Fiche de révision
Bactérie multirésistante à l'antibiogramme
Porter une bactérie n'est pas en être malade, et un antibiogramme ne dit jamais qu'il faut traiter.
Sommaire
Entretien et interrogatoire
⚠️ Deux questions décident du sens d'un résultat de laboratoire, ⚠️ et elles se posent avant de le lire : le patient est-il malade, et pourquoi a-t-on prélevé.
Ce qui se cherche pour répondre à la première : ⚠️ une fièvre et des frissons, une douleur nouvelle ou qui augmente, ⚠️ un signe local qui s'étend, une altération de l'état général, et depuis quand.
⚠️ Ce qui se cherche pour répondre à la seconde : qui a demandé l'examen et pour quelle raison. ⚠️ Un prélèvement fait par habitude, sur une odeur ou sur un aspect trouble, produit un résultat qui n'aurait pas dû exister, et ce résultat crée ensuite une pression à traiter.
Ce qui se recherche comme facteurs de portage : ⚠️ une hospitalisation récente, en France ou à l'étranger, ⚠️ un séjour en établissement de long séjour, des antibiothérapies répétées, ⚠️ un matériel implanté, une sonde, un cathéter, et un portage déjà connu.
Ce qui se demande au patient et qui change tout : ⚠️ ce qu'on lui a déjà dit de ce portage, ⚠️ et ce qu'il en a compris. Beaucoup ont retenu qu'ils étaient dangereux pour leurs proches, ce qui est faux et se corrige.

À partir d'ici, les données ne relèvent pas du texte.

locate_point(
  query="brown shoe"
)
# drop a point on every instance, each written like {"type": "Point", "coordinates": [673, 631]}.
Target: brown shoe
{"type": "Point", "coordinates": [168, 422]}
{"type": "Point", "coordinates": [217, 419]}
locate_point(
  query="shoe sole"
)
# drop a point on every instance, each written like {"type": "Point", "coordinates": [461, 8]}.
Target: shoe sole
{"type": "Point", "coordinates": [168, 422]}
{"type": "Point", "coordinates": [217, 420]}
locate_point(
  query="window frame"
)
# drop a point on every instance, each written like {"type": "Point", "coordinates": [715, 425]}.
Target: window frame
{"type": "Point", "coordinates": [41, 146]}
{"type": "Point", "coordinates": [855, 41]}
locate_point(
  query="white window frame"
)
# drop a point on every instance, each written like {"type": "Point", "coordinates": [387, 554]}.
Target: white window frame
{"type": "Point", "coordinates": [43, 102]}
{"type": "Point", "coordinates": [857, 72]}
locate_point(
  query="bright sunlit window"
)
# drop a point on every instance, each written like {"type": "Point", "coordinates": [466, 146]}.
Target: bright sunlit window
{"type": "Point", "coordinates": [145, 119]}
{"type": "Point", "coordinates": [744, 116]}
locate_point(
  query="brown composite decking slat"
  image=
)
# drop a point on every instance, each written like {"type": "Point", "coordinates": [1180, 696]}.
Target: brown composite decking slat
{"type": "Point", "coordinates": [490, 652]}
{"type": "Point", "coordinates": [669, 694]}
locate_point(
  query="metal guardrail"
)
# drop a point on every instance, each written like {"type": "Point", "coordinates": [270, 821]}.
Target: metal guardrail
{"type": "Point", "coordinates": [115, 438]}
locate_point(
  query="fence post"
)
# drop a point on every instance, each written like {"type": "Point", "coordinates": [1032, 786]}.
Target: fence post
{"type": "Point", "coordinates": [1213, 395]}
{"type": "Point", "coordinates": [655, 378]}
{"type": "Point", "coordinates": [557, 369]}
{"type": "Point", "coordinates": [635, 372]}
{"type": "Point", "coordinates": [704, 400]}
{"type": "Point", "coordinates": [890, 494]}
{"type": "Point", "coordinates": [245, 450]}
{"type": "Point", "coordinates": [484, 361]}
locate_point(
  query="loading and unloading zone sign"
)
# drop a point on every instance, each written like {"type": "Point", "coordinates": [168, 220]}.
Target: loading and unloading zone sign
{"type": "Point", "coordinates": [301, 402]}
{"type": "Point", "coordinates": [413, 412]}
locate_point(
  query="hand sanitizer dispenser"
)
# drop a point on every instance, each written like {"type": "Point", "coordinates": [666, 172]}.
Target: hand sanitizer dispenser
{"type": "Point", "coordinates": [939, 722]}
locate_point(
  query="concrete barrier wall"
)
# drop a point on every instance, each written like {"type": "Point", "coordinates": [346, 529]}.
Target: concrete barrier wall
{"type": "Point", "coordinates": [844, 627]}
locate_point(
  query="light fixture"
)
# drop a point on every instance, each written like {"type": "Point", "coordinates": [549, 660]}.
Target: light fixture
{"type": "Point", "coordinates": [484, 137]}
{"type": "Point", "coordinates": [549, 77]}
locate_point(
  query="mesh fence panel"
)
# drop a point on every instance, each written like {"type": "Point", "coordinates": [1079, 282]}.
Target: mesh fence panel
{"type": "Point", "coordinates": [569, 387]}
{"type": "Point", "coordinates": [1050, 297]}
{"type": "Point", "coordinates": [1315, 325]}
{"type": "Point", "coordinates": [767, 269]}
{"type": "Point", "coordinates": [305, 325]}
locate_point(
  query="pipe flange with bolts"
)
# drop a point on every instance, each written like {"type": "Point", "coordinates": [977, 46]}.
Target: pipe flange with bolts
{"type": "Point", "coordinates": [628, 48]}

⚠️ Et ce qui se relit systématiquement : la liste des antibiotiques déjà reçus, et les allergies.
À retenir
- Deux questions avant de lire un résultat : le patient est-il malade, et pourquoi a-t-on prélevé.
- Un prélèvement fait par habitude produit un résultat qui crée une pression à traiter.
- Hospitalisation à l'étranger, matériel implanté et antibiothérapies répétées orientent vers un portage.
- Beaucoup de patients ont retenu qu'ils étaient dangereux pour leurs proches, ce qui est faux.
- La liste des antibiotiques déjà reçus se relit avant toute décision.
En pratique
- Fièvre et frissons recherchés
- Douleur nouvelle recherchée
- Signe local qui s'étend recherché
- Motif du prélèvement retrouvé
- Hospitalisations récentes précisées
- Matériel implanté recherché
- Antibiothérapies antérieures listées
- Compréhension du patient explorée
Examen clinique
⚠️ C'est l'examen qui tranche entre porter et être infecté, pas le laboratoire. ⚠️ Un résultat identique conduit à deux conduites opposées selon ce que l'on trouve au lit du patient.
Ce qui se cherche en faveur d'une infection : ⚠️ une fièvre mesurée et non rapportée, une accélération du pouls, ⚠️ un signe local qui progresse d'un jour à l'autre, une douleur qui augmente, et un retentissement général.
Ce qui s'examine sur une plaie : ⚠️ sa taille comparée à la mesure précédente, son fond, ses bords, la peau autour, ⚠️ la recherche d'un décollement, et la recherche d'un contact osseux. ⚠️ Une odeur qui disparaît après nettoyage n'est pas un signe d'infection.
Ce qui s'examine autour d'un matériel : ⚠️ le point d'entrée, le trajet, la douleur à la pression.
⚠️ Ce qui se cherche et qui manque presque toujours dans le cas d'une plaie de jambe : les pouls du pied, ⚠️ parce qu'une plaie qui ne cicatrise pas pose d'abord une question de vascularisation, et parce qu'une compression posée sans cette réponse peut aggraver.
⚠️ Ce qui se note pour la fois suivante : une mesure, une photographie datée, et un examen comparatif, l'évolution valant plus que l'aspect d'un jour.
À retenir
- C'est l'examen qui tranche entre porter et être infecté, pas le laboratoire.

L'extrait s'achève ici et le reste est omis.